The answer to this may well be no, but is there a way to derive some kind of exportable numerical value from the search scores that display as graphical heatmaps in the results in the item list?

I’m getting interesting use out of the ranking of Boolean search results within a corpus of documents, and the relative scores of items in the ranking – such as when some items at the top are clearly very strong matches and then there’s a run of visibly much weaker ones. But what I can’t figure out is a way of doing is putting numbers to the scores; I can copy and paste the list to save the ranked order, but I haven’t come up with a way to quantify the relative scores except in a very basic single-word search (where in principle I can at least look up the Concordance stats for that word in each document).

What I’d ideally like to be able to do is to search, for instance, for a group of terms (say “pet OR dog OR cat”) and translate the graphic into a number for each matching document in the ranking by score. I don’t need or particularly want to know what the number means; obviously the heatmap graphic is an elegant representation of the score from a complex proprietary algorithm that I’m happy to leave as a black box. But if anyone has any bright ideas for how to get numerical data out of it, short of counting the pixels of different colours on the screen, I know that person will be somewhere in this forum…

See the score property of the record class in the AppleScript dictionary.

1 Like

If I am reading this correctly that you don’t care what the number means, then what is the point?

Fantastic! Thanks so much – I’d never have found that on my own. This forum is the greatest!

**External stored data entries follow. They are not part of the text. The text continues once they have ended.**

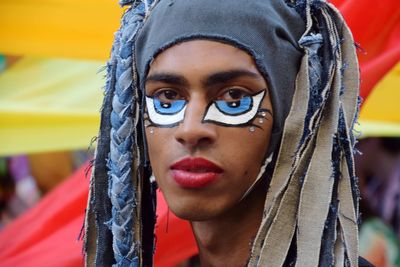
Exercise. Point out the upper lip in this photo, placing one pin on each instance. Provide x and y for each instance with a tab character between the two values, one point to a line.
196	165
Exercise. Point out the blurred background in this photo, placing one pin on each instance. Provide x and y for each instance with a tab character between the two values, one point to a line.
52	55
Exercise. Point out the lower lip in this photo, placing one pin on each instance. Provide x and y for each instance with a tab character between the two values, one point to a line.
193	179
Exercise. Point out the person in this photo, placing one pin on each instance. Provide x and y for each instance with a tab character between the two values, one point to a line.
242	113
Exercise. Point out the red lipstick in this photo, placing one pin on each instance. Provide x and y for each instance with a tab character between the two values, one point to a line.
195	172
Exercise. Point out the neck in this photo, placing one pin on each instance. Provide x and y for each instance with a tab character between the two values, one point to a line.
227	239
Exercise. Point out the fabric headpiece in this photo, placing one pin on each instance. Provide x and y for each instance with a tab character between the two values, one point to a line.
306	53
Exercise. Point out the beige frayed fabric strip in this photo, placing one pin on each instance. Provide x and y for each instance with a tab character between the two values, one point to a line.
285	160
306	183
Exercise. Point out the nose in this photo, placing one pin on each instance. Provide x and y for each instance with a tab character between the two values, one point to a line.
192	132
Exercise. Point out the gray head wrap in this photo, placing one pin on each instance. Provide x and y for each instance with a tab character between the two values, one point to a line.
306	53
271	39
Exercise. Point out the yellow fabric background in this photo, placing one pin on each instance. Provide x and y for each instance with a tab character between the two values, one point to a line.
49	105
380	114
58	28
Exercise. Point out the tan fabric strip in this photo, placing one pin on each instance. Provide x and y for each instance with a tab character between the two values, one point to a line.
318	184
290	139
339	249
347	215
284	225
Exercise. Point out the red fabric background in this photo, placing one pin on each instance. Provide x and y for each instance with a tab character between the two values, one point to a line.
47	234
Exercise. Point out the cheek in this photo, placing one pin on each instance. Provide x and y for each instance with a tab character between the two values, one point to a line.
159	142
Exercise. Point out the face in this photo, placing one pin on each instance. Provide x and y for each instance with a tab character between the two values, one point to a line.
208	125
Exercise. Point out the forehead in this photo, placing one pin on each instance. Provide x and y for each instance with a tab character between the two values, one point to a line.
202	55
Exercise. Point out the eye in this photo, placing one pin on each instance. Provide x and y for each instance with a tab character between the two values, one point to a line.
233	94
237	108
165	108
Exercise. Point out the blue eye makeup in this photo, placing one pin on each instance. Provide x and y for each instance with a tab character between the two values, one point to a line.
169	108
234	107
165	114
234	113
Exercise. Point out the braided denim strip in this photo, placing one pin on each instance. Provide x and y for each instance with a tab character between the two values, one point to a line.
123	135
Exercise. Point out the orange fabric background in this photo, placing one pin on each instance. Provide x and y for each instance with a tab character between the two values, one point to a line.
47	234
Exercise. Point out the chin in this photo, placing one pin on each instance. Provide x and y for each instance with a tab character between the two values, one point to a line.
193	212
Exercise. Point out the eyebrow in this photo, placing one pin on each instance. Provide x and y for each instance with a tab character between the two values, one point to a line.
212	79
227	76
168	78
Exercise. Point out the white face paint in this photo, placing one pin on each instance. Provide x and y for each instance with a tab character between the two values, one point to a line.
260	174
226	113
234	113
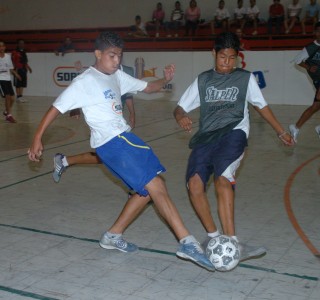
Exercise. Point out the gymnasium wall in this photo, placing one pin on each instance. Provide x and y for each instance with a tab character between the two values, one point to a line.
280	80
60	14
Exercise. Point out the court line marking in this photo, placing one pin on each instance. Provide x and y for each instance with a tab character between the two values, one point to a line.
291	215
150	250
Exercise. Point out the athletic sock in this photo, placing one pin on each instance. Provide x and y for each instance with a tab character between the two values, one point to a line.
113	236
214	234
188	239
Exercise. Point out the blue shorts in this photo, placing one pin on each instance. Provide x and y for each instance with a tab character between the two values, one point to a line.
221	158
130	159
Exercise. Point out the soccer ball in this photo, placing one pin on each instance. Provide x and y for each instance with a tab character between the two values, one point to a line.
223	252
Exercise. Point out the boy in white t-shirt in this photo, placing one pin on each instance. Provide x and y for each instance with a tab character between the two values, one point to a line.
97	91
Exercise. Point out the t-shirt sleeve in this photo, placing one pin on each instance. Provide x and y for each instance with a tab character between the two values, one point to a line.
254	95
190	99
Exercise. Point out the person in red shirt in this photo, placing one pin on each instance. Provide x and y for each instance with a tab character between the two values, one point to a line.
276	16
21	66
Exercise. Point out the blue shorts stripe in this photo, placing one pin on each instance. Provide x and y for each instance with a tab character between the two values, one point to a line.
130	159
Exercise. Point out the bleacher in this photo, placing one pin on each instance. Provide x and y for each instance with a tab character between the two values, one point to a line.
50	39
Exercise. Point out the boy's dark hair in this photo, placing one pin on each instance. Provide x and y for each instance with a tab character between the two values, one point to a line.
108	39
227	40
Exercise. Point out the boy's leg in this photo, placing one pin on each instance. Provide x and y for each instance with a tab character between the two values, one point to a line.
200	203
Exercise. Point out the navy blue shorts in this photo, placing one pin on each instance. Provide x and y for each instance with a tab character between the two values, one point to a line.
130	159
221	158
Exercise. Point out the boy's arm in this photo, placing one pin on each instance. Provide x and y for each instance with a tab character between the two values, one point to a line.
267	114
35	150
157	85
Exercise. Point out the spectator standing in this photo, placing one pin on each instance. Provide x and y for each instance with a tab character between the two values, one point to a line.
192	17
276	16
293	14
139	28
239	15
311	16
158	16
66	47
221	18
21	66
176	20
309	59
6	89
252	17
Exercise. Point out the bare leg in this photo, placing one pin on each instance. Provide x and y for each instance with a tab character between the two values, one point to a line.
225	195
129	213
200	203
159	194
83	158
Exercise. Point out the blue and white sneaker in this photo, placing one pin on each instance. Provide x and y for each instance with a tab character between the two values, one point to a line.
118	244
58	167
194	252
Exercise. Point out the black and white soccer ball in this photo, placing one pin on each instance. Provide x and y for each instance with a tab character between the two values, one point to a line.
223	252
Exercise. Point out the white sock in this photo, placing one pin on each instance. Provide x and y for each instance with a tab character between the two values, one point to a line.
214	234
64	161
113	236
188	239
236	238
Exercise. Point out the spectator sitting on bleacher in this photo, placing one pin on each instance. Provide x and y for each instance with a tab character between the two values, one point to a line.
66	47
157	18
138	29
176	20
311	16
239	15
221	18
192	17
244	43
292	17
252	16
276	16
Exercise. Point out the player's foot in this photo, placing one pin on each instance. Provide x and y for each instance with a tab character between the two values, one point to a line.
250	252
317	129
294	131
10	119
58	167
117	243
194	252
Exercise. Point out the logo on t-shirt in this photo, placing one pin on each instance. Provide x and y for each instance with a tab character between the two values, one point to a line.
229	94
109	94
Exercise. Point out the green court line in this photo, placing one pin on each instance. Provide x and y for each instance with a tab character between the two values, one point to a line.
243	265
24	293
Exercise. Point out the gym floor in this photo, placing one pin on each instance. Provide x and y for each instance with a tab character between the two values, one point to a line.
49	232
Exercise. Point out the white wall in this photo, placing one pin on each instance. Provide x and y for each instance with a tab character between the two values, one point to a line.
284	82
64	14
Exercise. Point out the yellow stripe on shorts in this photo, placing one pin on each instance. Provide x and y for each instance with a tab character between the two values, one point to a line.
133	145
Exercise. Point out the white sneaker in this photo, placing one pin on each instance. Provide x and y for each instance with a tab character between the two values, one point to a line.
317	129
294	131
22	100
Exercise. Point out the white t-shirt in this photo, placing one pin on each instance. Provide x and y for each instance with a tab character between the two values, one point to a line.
294	10
5	67
190	100
222	14
99	97
252	11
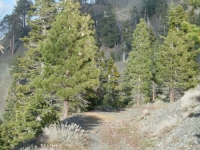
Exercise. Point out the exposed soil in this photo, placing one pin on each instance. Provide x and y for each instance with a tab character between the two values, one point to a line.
155	126
6	60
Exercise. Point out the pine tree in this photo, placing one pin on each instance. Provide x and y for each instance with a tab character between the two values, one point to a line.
137	74
176	63
108	29
68	53
28	110
176	66
107	92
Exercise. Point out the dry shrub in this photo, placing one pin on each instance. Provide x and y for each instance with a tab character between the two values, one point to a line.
125	135
61	137
64	134
166	126
190	100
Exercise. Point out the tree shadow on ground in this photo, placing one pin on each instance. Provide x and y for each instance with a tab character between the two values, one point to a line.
85	122
197	135
196	115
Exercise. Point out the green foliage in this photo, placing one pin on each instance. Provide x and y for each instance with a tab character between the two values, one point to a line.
194	2
127	33
22	8
137	74
177	15
68	53
108	29
150	7
176	65
107	92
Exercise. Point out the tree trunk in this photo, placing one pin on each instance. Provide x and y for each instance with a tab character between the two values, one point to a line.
65	109
124	55
138	95
13	45
171	95
154	92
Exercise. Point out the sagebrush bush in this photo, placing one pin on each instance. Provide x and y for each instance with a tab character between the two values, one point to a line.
66	134
61	137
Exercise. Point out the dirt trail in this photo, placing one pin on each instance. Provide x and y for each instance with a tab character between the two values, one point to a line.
97	123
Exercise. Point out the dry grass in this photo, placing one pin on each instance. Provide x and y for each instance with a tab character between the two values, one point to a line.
61	137
190	102
124	135
166	126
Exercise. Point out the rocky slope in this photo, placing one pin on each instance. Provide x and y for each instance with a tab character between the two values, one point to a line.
158	126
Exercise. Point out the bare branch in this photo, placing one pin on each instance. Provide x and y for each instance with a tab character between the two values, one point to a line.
2	13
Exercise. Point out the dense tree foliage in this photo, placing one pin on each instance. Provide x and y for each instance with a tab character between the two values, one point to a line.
137	73
108	29
176	65
68	53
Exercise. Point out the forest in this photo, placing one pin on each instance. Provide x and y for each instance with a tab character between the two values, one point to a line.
64	71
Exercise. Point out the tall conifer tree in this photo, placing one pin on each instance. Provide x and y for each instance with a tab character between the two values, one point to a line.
137	73
177	68
68	53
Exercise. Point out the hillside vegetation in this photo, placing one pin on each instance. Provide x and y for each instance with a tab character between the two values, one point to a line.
70	66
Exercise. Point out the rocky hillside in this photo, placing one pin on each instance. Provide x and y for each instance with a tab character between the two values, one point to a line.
158	126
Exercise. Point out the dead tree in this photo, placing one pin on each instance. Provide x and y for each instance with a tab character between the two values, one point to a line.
1	47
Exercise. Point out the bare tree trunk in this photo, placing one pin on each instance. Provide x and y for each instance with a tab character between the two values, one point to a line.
66	109
154	92
13	45
171	95
124	55
138	95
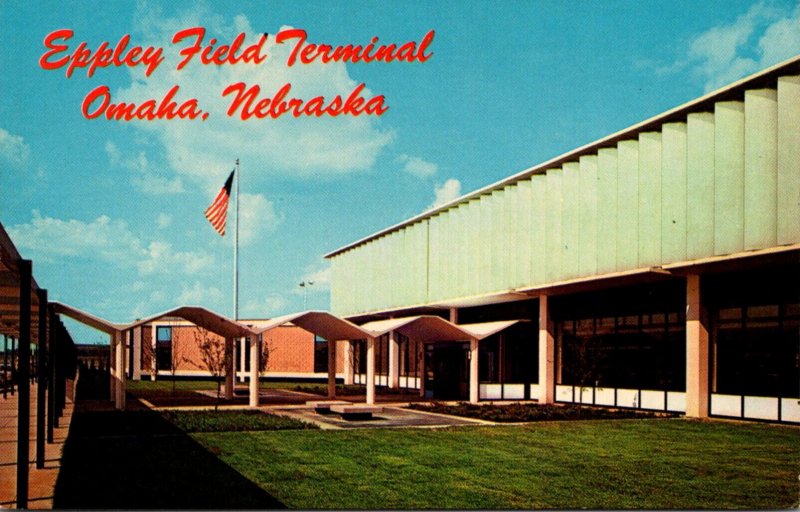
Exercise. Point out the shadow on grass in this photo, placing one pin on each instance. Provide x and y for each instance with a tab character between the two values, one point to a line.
137	459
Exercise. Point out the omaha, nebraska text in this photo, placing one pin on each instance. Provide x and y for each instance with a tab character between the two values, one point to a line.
246	103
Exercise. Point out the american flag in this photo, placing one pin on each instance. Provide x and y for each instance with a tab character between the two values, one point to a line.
217	213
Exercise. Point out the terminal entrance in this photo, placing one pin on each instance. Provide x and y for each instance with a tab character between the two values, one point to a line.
447	371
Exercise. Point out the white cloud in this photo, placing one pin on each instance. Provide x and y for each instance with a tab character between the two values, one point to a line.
264	307
258	217
299	147
199	294
418	167
781	40
144	176
102	238
164	220
446	192
757	39
161	258
13	148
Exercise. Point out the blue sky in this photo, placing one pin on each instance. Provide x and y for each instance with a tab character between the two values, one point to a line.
112	212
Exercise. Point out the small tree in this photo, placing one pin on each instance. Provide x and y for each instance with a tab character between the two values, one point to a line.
213	356
266	349
149	357
585	355
177	356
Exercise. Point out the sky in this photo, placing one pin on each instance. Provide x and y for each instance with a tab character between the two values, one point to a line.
111	211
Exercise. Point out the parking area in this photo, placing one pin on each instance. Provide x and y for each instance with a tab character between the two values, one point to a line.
390	416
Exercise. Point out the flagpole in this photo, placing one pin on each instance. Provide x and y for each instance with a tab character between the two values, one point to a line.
236	250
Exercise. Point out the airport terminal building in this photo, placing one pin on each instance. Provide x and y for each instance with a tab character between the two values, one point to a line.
656	268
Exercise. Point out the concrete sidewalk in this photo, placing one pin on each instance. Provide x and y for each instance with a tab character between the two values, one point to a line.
41	481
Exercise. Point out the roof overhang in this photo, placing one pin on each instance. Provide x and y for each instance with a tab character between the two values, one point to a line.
86	318
321	323
10	290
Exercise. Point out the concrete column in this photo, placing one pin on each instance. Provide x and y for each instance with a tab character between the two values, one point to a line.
119	397
547	353
370	371
23	381
454	315
137	353
154	362
229	368
242	358
112	365
697	364
348	362
255	363
41	388
394	361
421	367
52	418
331	369
474	385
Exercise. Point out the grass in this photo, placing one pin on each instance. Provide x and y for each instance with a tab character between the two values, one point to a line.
228	421
164	385
650	464
533	412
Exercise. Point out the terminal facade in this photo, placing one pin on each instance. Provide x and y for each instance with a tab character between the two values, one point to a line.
656	268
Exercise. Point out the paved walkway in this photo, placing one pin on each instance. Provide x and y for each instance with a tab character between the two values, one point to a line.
41	481
392	416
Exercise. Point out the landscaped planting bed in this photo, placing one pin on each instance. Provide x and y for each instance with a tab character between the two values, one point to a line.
533	412
231	421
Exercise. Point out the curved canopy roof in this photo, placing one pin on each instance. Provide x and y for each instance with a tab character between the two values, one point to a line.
486	329
424	327
434	328
202	317
321	323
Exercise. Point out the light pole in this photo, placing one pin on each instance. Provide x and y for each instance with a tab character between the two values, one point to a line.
305	285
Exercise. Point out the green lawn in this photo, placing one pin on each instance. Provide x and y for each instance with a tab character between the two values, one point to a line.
658	463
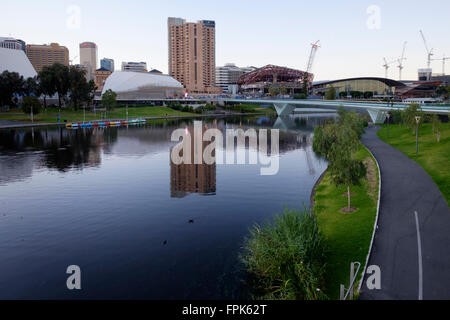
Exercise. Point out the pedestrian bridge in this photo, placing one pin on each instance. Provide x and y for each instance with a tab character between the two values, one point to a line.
377	110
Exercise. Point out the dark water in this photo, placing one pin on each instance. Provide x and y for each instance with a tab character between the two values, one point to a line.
110	201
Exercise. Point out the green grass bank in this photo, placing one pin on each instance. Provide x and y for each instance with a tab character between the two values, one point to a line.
433	157
51	114
347	235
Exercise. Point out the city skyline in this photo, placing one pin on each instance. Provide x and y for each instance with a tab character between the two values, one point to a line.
354	37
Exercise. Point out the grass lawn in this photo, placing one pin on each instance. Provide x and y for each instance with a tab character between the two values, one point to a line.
347	235
50	115
433	156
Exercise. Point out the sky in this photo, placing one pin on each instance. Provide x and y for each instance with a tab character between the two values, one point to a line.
354	35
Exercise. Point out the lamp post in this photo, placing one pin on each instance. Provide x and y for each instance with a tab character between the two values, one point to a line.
388	115
417	134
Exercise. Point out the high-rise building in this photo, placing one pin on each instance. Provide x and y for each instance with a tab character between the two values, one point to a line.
107	64
134	66
100	76
11	43
46	55
227	76
192	54
88	58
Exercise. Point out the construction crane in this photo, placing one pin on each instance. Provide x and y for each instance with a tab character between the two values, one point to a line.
314	47
71	61
386	66
429	52
443	63
400	62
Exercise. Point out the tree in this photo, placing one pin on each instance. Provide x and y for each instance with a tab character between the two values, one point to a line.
331	93
31	104
273	91
368	94
409	116
11	83
436	124
30	87
443	91
109	99
80	91
46	83
338	142
60	80
351	119
346	171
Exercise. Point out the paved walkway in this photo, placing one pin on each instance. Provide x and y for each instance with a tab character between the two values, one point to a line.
408	270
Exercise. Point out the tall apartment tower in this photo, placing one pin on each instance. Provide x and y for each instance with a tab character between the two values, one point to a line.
46	55
192	54
88	58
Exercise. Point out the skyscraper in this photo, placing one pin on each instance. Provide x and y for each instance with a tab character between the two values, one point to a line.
134	66
88	58
192	54
46	55
107	64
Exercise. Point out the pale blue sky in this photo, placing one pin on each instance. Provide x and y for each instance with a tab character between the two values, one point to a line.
248	32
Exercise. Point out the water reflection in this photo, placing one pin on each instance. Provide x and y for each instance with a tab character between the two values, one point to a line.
192	178
110	201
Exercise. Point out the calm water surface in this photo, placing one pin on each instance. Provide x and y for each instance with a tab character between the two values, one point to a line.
139	227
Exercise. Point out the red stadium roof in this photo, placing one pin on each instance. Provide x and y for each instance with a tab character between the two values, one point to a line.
270	73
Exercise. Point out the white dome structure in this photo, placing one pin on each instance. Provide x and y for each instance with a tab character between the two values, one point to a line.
16	61
135	86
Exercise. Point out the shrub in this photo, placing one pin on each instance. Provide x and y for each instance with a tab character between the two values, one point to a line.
29	103
109	99
331	93
287	257
300	96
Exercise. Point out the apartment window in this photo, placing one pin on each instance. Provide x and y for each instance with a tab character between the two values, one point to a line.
195	72
195	48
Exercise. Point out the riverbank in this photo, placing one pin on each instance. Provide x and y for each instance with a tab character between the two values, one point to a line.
50	116
433	157
347	235
7	124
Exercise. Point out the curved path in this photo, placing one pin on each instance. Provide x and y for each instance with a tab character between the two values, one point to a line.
412	241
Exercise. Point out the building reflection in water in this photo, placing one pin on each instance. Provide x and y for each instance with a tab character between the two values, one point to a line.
192	178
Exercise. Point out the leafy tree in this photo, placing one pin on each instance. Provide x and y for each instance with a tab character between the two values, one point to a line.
409	115
351	119
80	91
11	83
443	91
338	142
331	93
60	80
368	94
31	103
346	171
46	83
396	116
30	87
109	99
273	91
436	125
299	96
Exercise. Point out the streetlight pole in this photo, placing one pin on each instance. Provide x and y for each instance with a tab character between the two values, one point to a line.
417	134
388	117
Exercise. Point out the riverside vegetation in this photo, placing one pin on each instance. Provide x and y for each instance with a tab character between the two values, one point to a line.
306	254
434	143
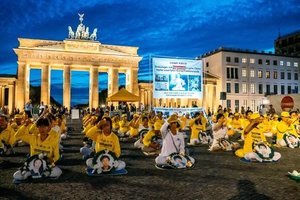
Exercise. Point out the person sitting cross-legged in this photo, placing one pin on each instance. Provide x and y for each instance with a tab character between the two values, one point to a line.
104	139
173	142
42	141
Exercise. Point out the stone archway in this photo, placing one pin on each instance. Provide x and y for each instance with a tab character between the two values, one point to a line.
81	54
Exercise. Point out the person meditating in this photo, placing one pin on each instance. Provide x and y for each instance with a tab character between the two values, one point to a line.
173	142
105	140
256	146
43	143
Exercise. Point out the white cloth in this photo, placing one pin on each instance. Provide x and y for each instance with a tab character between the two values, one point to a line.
168	138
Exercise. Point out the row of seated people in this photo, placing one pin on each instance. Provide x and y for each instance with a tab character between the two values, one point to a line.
44	136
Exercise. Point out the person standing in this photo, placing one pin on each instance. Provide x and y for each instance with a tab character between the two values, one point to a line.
28	108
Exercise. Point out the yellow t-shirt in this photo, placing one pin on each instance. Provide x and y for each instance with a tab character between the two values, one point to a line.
195	129
283	128
50	145
7	135
103	142
253	137
124	126
158	123
147	140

Fair question; all I need is a numerical value I can put to relative scores in search results, without needing to unpack the underlying algorithm that’s producing that value. A mere ordinal ranking isn’t telling me anything about the relative scores of successive items, nor can I compare the results of the same search when run on different sets of documents. A numerical score is a potentially very powerful resource for simple lexical and stylometric kinds of analysis; it’s not a task DT was particularly designed for, but I’ve been finding it very useful for quick and dirty corpus analyses and would like to try pushing this a bit further.